Their gloomy forecasts come despite the GPC’s expectation that the 3.3% (£238.7m) overall uplift to funding, and 5.9% increase to global sum (to an average £85.35 per patient), will deliver a pay increase come April.
The overall uplift is 0.1 percentage point larger than last year, when GPs saw a 3.2% additional investment into the contract, while the global sum is to rise by the exact same proportion as last year.
But accountants warned that despite the new contract including welcome pots of funding to pay for things like CQC fees and indemnity inflation, the GP recruitment crisis will mean that for many clients this will be eaten up by cuts to funding elsewhere, as well as increased locum costs.
Michael Ogilvie, healthcare lead at OBC accountants, said: ‘I can find very little positive for doctors in the proposed contract. Yes there is a 1.4% allowance for extra costs – they will need this and more for their cost increases.
‘Most practices are finding it hard to exist without paying for locums, and the increased cost of locums alone in some practices will eat up this extra allowance.’
For practices where ‘locums are not a big problem’, he added that he ‘can only see these changes being worth at best that they will not be any worse off financially compared to the previous year’.
Luke Bennett, a partner at Francis Clark LLP and a committee member of the Association of Independent Specialist Medical Accountants (AISMA), said: ‘The biggest factor affecting my practices at the moment is whether they have access to sufficient doctors to meet demand.
‘Practices with sufficient sessions covered by partners or salaried GPs should see a modest increase. However those who are reliant on locums, who themselves are in short supply in some areas, will continue to struggle.
He added that although ‘the improved increase in payments for locum reimbursement for sick leave is to be welcomed’ it ‘doesn’t cover the whole cost, not does it address the issue where locums are unavailable’.
Although Mr Bennett concluded that the contract was ‘overall a modest improvement’, he said it ‘doesn’t address the fundamental issue that there are insufficient doctors available to meet the ever increasing demand’.
He said: ‘At best I estimate partners might see an increase of 2% in profits, but for those suffering MPIG or PMS premium clawbacks it will be less than this.’
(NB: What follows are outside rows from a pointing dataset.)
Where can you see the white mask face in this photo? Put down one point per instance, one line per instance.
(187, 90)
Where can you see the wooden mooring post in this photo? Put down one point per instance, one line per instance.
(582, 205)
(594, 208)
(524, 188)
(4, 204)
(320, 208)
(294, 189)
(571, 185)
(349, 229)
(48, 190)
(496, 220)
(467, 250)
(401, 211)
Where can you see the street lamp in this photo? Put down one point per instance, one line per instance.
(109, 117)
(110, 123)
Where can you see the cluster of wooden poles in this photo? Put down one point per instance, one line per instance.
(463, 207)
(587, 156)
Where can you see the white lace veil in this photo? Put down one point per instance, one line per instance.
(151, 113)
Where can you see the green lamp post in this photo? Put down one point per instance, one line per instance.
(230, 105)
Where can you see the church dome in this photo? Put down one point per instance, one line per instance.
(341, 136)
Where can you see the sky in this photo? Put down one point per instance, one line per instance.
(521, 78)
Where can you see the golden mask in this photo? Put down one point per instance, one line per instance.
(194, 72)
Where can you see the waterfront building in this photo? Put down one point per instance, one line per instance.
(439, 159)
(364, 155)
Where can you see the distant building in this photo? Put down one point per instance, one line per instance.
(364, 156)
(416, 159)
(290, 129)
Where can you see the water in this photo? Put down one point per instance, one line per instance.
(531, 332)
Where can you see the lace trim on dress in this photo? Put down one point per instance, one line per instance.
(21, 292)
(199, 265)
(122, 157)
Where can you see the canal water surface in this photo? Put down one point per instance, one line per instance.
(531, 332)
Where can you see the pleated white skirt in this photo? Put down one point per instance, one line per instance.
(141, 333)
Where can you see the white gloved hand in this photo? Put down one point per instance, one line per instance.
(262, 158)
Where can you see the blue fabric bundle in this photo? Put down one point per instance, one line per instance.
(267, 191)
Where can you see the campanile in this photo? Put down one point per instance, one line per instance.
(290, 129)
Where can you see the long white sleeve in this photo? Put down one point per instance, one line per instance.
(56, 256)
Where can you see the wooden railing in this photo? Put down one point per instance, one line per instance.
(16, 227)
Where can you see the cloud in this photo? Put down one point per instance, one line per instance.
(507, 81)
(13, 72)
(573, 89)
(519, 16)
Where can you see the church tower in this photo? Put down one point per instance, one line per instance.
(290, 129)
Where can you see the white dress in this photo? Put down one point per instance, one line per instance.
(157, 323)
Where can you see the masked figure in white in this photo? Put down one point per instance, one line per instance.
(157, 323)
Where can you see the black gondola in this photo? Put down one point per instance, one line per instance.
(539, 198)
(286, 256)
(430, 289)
Bob Senior, chairman of the Association of Independent Specialist Medical Accountants and head of medical services at accountants RSM, said the same was true for his clients.
He said: ‘Higher inflation and increased staff costs are putting many practices under pressure. Many are needing to employ more staff or having to pay their staff for more hours worked to cope with the workload.
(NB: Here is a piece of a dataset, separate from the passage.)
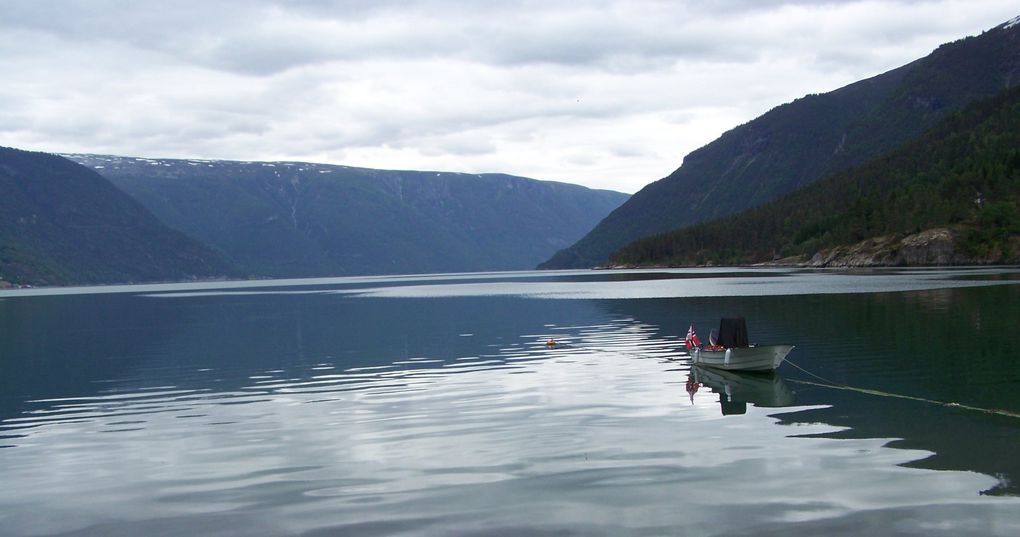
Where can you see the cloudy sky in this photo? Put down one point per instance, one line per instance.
(604, 93)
‘Locums costs continue to be an issue for many practices. While a 1% uplift may help ease these problems it remains to be seen if any extra income actually finds its way through to partners drawings.’
Mr Senior also pointed out that ‘bearing in mind that the inflation in September 2016 was running at 1% and the Bank of England is expecting it to increase to perhaps 2% by September 2017 and possible 2.8% in the following year, I don’t think many practices will actually find the 1% uplift ending up in partners pockets’.
‘For many I suspect that take home pay will indeed be flat,’ he said.
But GPC deputy chair Dr Richard Vautrey told Pulse: ‘The expectation of this year’s contract investment leading to an average 1% pay uplift is something we should expect to happen.
‘Particularly as the most up to date GP earnings figures published in September 2016 showed that average GP earnings in 2014/15 increased by an average of 0.4% overall and 1.7% for GP contractors, and that followed significantly less investment that year than this, following the derisory DDRB award that year.’
GP partners said they saw their pay drop by an average of 4% in the first six months of 2016/17, according to a recent Pulse survey.
What extra funding is in the 2017/18 GP contract?
The GPC said in a letter to GPs that it had ‘agreed an increase in expenses that should deliver a pay uplift of 1%, which will be added to global sum’.
NHS Employers said it also included a 1.4% ‘general expenses uplift’.
The larger rise in global sum stems from the return of £156.7m that had been tied to the Avoiding unplanned admissions DES.
Expenses agreed to be covered include the cost of population growth, the cost of CQC fees, indemnity inflation and reimbursement for added workload related to a new patient record transfer system being rolled out by Capita.